Louka était si beau dans son sommeil. Ses cheveux où s’emmêlaient l’or, le bronze et le cuivre ressemblaient à une anarchie très douce, mais incurable. Sur ses joues s’ébattaient quelques poils de barbe qui soulignaient les traits si purs, si nets, de son visage. Quelques cicatrices (quatre : je les avais comptées cent fois) rayaient sa peau comme un vieux disque mais vraiment, cela ne gâchait rien. Sa bouche était pleine à croquer, frémissante au rythme délicat de son souffle. Il dormait toujours comme un enfant : moitié confiant, moitié aveugle, et je sentais souvent monter une émotion profonde juste en le regardant dans toute sa vulnérabilité.


J’étais inquiète.


Et je n’étais pas la seule. Chiara entourait Louka comme du lait sur le feu, avec toute son exubérance, toute sa bienveillance, mais je sentais bien qu’elle avait, comme moi, la sensation qu’il pourrait flancher à chaque instant. Malika passait beaucoup de temps au téléphone avec lui, et même si je ne comprenais pas ce qu’il lui disait, le ton de sa voix avait quelque chose de tremblé, de gracile, de fragile, qui sonnait comme un acrobate au-dessus du vide. Quant à Pietro, il était fidèle à lui-même, c’est-à-dire taquin, espiègle, mais très attentif.

Parfois, quand la nuit était très noire, quand les ombres annihilaient la vie et les couleurs, quand Louka paraissait plus brun, quand sa peau semblait plus mate, quand le vert de ses yeux se cachait sous le clos de ses paupières, il m’arrivait de penser : “On dirait vraiment Luís Kerguelen”. L’étoile éteinte. La star déchue. L’astre mort… Et cette ombre, même si je ne doutais pas de sa bienveillance, me faisait vraiment peur.

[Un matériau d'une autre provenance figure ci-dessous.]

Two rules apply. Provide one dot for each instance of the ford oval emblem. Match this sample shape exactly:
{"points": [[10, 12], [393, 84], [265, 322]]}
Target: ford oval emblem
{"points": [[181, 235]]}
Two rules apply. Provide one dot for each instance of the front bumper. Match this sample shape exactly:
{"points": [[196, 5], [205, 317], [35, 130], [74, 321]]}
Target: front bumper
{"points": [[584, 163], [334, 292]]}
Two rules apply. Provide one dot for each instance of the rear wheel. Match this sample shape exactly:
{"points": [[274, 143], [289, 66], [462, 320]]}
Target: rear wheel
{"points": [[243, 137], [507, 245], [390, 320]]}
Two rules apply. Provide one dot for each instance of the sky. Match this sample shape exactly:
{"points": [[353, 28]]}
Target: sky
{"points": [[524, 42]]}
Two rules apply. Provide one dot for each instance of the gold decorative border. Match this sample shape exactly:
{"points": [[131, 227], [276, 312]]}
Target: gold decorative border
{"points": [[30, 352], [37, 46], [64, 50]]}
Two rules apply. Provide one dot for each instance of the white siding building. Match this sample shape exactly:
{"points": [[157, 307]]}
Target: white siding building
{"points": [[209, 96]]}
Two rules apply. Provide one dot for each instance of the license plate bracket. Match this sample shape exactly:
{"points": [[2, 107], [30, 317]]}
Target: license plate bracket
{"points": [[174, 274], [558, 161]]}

Car c’est Louka que j’aimais. Lui seul. Pas toute cette généalogie écrasante, accablante, aveuglante comme une montagne de plomb fondu. Mais le lien entre hier et demain me paraissait chaque jour plus indispensable. Comment conduire sereinement si l’on a peur de regarder dans son rétroviseur ? Comment tendre la main à son fils si l’on ne peut pas encore lâcher celle de son père ? Louka saurait-il relier les deux ? Si oui, à quel prix ?


J'avais peur du grand écart. Peur qu’il tombe dans le vide. Peur de le perdre. Peur de me retrouver toute seule avec ma crevette sur le chemin de la vie, comme pour Letizia.



*Something in the way, de Nirvana ; in Smells like Teen Spirit, 1991.